A few Sundays ago, I got to Church really early. Sacrament meeting started at 9 and I got there at 8:15. My wife is the choir director and she had a rehearsal before Church because they were performing that day. So I sat in the pews, taking care of our two little daughters while the choir rehearsed.
I looked up at the choir, and they looked so comfortable, so happy, so secure in their testimonies. I can't really know what's going on in their hearts and minds, but I did feel that I was a different person than they were, because I believed differently about Joseph Smith and the Restoration. When I'm at Church, I often think, "These people don't want to hear from me," and "I don't really belong here."
A few minutes before sacrament meeting started, the Bishop came up to me and asked if I would say the opening prayer. I said sure.
So I gave the opening prayer. I said the stuff you ordinarily hear in an opening prayer. I asked Heavenly Father to send the Spirit to the speakers and singers, and I thanked him for allowing us to worship as we pleased in this free country, and I thanked him for all the people who made this sacrament meeting possible. After I said amen, and after I sat back down in my pew, I felt the Spirit.
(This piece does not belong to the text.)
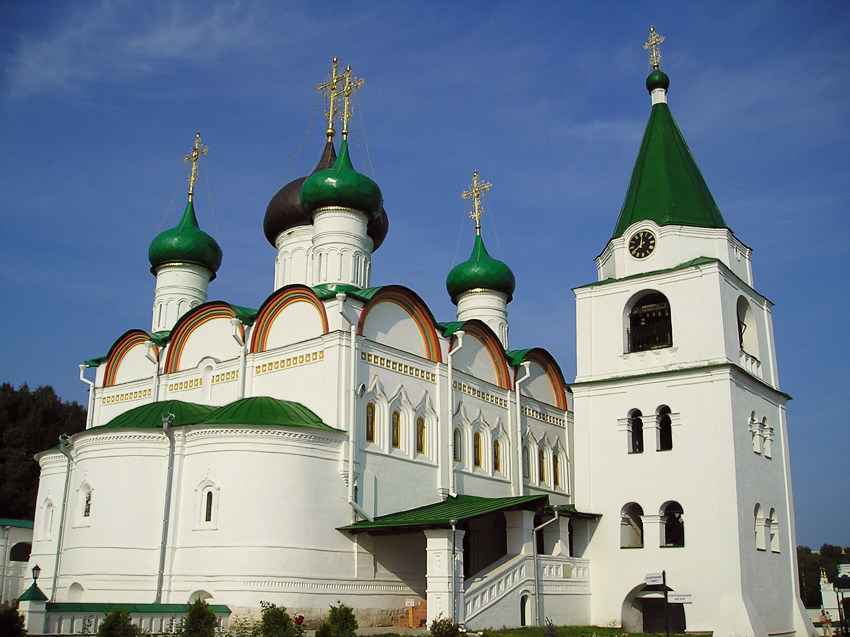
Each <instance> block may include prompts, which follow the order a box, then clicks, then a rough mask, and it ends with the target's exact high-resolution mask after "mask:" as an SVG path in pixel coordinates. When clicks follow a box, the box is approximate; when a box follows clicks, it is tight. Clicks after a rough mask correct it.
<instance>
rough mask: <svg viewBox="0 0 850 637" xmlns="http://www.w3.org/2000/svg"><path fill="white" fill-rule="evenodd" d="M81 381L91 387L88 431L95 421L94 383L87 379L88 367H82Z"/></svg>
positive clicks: (87, 413)
mask: <svg viewBox="0 0 850 637" xmlns="http://www.w3.org/2000/svg"><path fill="white" fill-rule="evenodd" d="M80 380H81V381H83V382H84V383H85V384H86V385H88V386H89V399H88V403H87V406H86V429H89V428H91V423H92V420H93V419H94V410H93V409H92V406H93V405H94V381H91V380H89V379H88V378H86V366H85V365H80Z"/></svg>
That may sound like a boring story, but it was very meaningful to me. It was meaningful to me because two different sources, one earthly and one heavenly, were confirming to me that I should stay LDS. The earthly source was my bishop. He knows about my testimony situation. He's not only told me that I should stay LDS, but he's given me a calling, and he asked me to pray in Church. My bishop is the representative of the official Church. It's his job not only to protect the sheep in his flock, but to protect the official interests of the Church. So, it means a lot to me when a guy like that asks me to pray in sacrament meeting.
The heavenly source that confirmed to me that I should stay LDS was the Holy Ghost. It was a feeling of peace and calmness, a feeling of warmth in my chest. Even though I don't have a traditional testimony, I still feel the Spirit from time to time.
When I went through my faith crisis, I felt like the Church didn't want me and my dangerous ideas at Church anymore. I thought I wasn't welcome. I felt like I should be kept away from the youth, so I wouldn't poison their minds with tales of seer stones and polyandry and the Adam-God theory.
For example, I didn't do my home teaching for a while, because I was looking for a way out of the Church, but then when I was ready to start participating again, I asked the Elder's Quorum President for my home teaching assignment. I didn't even know what it was. He said he'd get back to me, and then about a month passed by, and I still didn't have a home teaching assignment. In my imagination, they were talking about me in Priesthood Executive Committee, saying "He's an apostate! Misterfake371 is to receive no callings or assignments. When you approach him, hum 'I am a Child of God' in your mind, and rub your CTR ring, to prevent his poison from seeping into your soul!"
So when the Elder's Quorum President didn't give me a home teaching assignment, I took that as a sign that the powers that be didn't want me participating. But I wanted to be sure, so I went to the Bishop, who knew about my lack of testimony, and I said, "Do you want me to home teach?" And he said, "That'd be great. Our home teaching numbers are terrible, so we need all the help we can get."
So that very Sunday on which I asked the Bishop, I got a call from a nice brother in the ward who said, "Guess what, Misterfake371, looks like we're home teaching companions!"
And I said "Great!"
And he said, "Great!"
And now we've been home teaching companions for about a year now and things are going just great.